The silence that follows in the car is one of pure injustice in my heart.  I feel heavy in my chest with it, almost like tears coming fast, but the weight of it is too heavy to allow them.  Brad looks down, his face red. Our father who is not our father drives silent, through the desert, and the fine tuning of the dream thins to nothing in the early morning.  I wake at 4 am; Brad time. He’s hard edges and sweat against me, his hair stuck to his face, nearly steaming in the February morning. His eyelids move to belie the racing of his eyes.  His lashes are heavy, and they open and focus from nothing to me, pupils relating to my proximity, the softly wrinkling bed of them showing he recognizes me. I sigh. There are mornings he doesn’t.

“Evie,” he chokes.  I pet his hair, and the smell of him covers us while my hatred and injustice settles low in my stomach and makes it ache.  He smells like sweat and dirty laundry and the bergamot scent of boy. The white of his undershirt is a pale imitation of his skin, soaked close to him and clung tight as my arms in a nest of us.  Where are we? I look around. Pressed into a twin bunk bed of the house he built inside me. Coming home meant never knowing where I woke up, ever again.

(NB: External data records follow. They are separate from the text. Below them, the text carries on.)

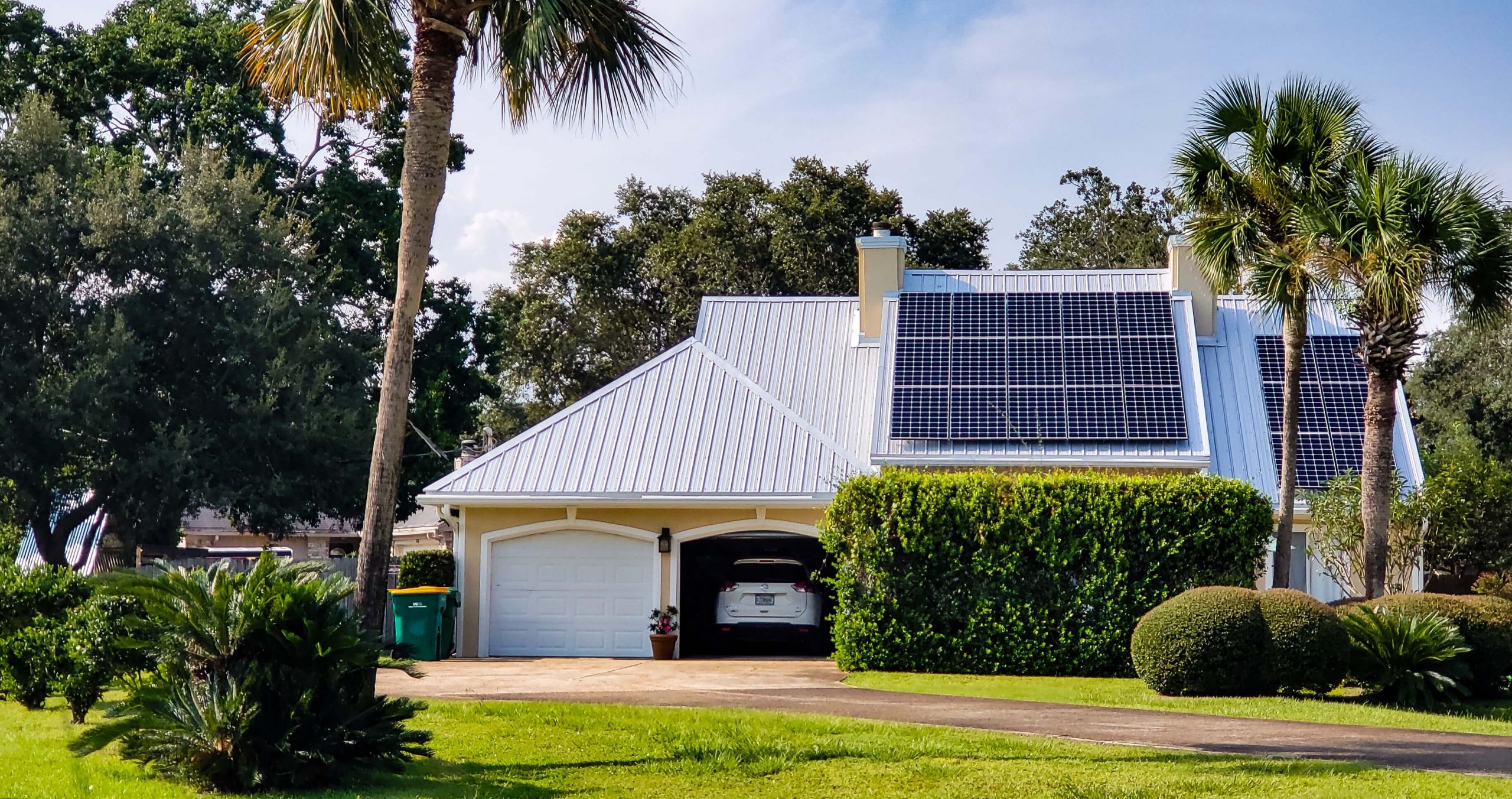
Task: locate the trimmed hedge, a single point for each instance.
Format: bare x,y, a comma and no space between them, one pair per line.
1308,647
427,568
1205,642
1484,621
1035,574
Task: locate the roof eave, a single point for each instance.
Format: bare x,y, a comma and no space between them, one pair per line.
614,500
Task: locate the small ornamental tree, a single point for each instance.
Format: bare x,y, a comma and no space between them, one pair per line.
428,568
263,683
1337,539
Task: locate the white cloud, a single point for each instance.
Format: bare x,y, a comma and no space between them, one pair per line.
481,253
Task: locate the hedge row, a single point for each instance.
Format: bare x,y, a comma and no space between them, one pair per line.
1035,574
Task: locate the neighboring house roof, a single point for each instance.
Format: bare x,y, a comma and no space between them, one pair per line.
211,522
685,426
90,533
1191,453
1237,403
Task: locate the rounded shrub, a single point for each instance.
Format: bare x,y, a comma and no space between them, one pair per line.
1308,645
1208,641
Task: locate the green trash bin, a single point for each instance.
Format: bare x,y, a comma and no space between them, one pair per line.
449,624
418,619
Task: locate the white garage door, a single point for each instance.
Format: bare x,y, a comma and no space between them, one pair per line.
571,594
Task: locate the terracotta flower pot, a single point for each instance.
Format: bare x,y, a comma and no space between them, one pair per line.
663,645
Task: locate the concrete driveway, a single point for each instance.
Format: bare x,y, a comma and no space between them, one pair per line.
814,686
501,678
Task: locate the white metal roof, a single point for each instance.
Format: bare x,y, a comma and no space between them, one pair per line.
776,400
685,426
803,352
88,533
1237,403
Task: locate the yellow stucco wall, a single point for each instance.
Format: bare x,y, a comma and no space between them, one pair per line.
481,521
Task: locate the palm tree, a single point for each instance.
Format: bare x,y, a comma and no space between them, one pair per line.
1407,228
1248,173
598,61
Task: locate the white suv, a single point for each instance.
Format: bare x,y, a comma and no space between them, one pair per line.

“It’s okay,” I tell him, breaking the statement into two pieces, my voice weak.  I’m wearing my Chicago 17 jersey with red sleeves and it’s choking me. I pull it off, and wriggle him out of his clothes and the covers.  We lay in the cold air of Eden in winter, our skin close. I think, over and over, the phrase, “His body full of nightmares.”

“You want Elvis?” I ask him.  Fear crosses his eyes to focus them distant from me, lit with the yellow glow of the light in the hall.

“No,” he says.  “I...I don’t want anything.  I w. I.”

His tears come fast from under his tongue.  He buries his face by turning away. A grown man doesn’t cry over nightmares of his father.  I see his ear redden to the same slapped shade I was witness to a moment before, and I tug him back to me.

“It’s gone,” I repeat to him three times, his sobs pushing his face into my collar.  I feel his tears run over my skin, a tepid rolling down my breasts that feels human and uncontained.  Messy. Pinned to the mess of Brad, while he cries.